Trois ans après son controversé Silvio et les autres, Paolo Sorrentino, cinéaste de l’oscarisé La Grande Bellezza, est de retour avec un film qu’il décrit comme étant son plus personnel. Distribué sur Netflix, La Main de Dieu (È stata la mano di Dio) est une ode à la liberté, la famille, le cinéma italien et à sa ville natale.

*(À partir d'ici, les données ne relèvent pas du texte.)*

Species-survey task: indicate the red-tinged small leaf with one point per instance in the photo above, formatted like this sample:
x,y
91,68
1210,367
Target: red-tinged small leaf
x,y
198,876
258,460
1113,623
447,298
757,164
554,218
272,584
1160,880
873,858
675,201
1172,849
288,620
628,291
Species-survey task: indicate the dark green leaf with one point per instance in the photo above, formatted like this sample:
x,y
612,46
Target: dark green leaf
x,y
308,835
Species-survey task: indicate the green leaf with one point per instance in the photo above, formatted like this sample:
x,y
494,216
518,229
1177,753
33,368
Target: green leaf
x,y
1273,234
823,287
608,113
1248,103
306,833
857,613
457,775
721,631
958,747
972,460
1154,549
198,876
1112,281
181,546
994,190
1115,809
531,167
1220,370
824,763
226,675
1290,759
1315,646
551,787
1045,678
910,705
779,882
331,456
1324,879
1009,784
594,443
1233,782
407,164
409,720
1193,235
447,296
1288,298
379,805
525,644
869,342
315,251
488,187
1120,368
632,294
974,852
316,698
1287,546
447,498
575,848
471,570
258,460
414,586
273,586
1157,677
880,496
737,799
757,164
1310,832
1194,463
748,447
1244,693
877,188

Portant le nom de cette fameuse remarque de Diego Maradona sur son but de la main contre l’Angleterre en 86, La Main de Dieu raconte de l’histoire de Fabietto Schisa, un adolescent mal dans sa peau vivant dans une famille napolitaine haute en couleurs, mais dont le quotidien va se retrouver bouleversé par un drame et par la légende planétaire du football.
Balade Napolitaine
Après une ouverture aérienne sur la baie de Naples, c’est lors d’un repas de famille théâtral et hilarant que Sorrentino dévoile sa galerie de personnages aux identités très marquées, mais instantanément attachants. On y retrouve son acteur fétiche Toni Servillo en patriarche, mais aussi la délicieuse Teresa Saponangelo en mère au caractère au bien trempé ainsi que leurs trois enfants dont l’ingénu Fabietto joué par Filippo Scotti, offrant une vision autobiographique du jeune Sorrentino. Entre la magnifique mais malheureuse tante Fabrizia, le grand-père aigri ou encore la grande tante bourrue portant une fourrure en plein été, le réalisateur italien fait du portrait de ce clan napolitain celui d’une famille universelle. Les rires, les insultes, les cris et les disputes amicales nous plongent au cœur d’une énergie qui nous est familière en un instant.
Paolo Sorrentino filme Naples avec tendresse et transforme cette simple toile de fond colorée en personnage important dans l’évolution de Fabietto. Le port, les balades nocturnes et les immeubles vieillissants du centre-ville sont magnifiés sous l’œil du réalisateur et de la directrice de photographie Daria D’Antonio. Malheureusement, cette vie paisible prend une tournure plus tragique quand un drame force Fabietto à dire adieu à l’enfance. A travers lui, le réalisateur revient sur ces jeunes années et son désir naissant de cinéma pour combler le vide à l’âge de 16 ans.
Du drame à la vocation
Paolo Sorrentino mêle sa tragédie personnelle à sa passion pour le footballeur de légende Maradona. La mort va fracturer l’équilibre de la famille et de Fabietto qui recherche alors comment donner un sens à sa vie et comment se construire en tant qu’homme. Errant dans les rues de Naples et enchainant les rencontres, il va s’aventurer sur son propre chemin et observer ce monde qui l’entoure sans vraiment le comprendre jusqu’à se découvrir une passion pour le cinéma. Lors d’un échange violent avec Antonio Capuano, le réalisateur napolitain le pousse dans ses retranchements pour révéler sa vocation et Fabietto réalise alors qu’il a quelque chose à raconter. Son regard terni par la mort va se transfigurer en ambition artistique. Il veut créer pour pallier la douleur et utiliser la beauté de l’art pour combler l’ennui de la réalité.
Loin de la grandiloquence de La Grande Belleza, mais toujours ponctué d’envolées Felliniennes, La Main de Dieu se révèle être le film le plus sage et intime de Paolo Sorrentino. Une œuvre nostalgique et vibrante sur la famille, le deuil, l’errance de l’adolescence et la difficulté de trouver sa voie. Sans doute l’un des plus beaux films de cette année et de son réalisateur.